Graph of a scatter plot, origin O. Horizontal axis labeled r = -1. The data has linear model with a negative slope.
Graph of a scatter plot, origin O. Horizontal axis labeled r = negative zero point 7. The data is slightly scattered and trends downward with a negative slope.
 
Graph of a scatter plot, origin O. Horizontal axis labeled r = negative zero point 4. The data is a scattered cloud that trends slightly downward.
Graph of a scatter plot, origin O. Horizontal axis labeled r = zero point zero 2. The data is a scattered cloud with no visible trend.
Graph of a scatter plot, origin O. Horizontal axis labeled r = zero point 3. The data is a scattered cloud that trends slightly upward.

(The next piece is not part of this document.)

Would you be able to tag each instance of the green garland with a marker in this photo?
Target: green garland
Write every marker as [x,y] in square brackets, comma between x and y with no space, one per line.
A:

Graph of a scatter plot, origin O. Horizontal axis labeled r = zero point 8. The data is slightly scattered and trends upward with a positive slope.

 
Graph of a scatter plot, origin O. Horizontal axis labeled r = 1. The data has linear model with a positive slope.

While it is possible to try to fit a linear model to any data, you should always look at the scatter plot to see if there is a possible linear trend. The correlation coefficient and residuals can also help determine whether the linear model makes sense to use to estimate the situation. In some cases, another type of function might be a better fit for the data, or the two variables you are examining may be uncorrelated, and you should look for other connections using other variables.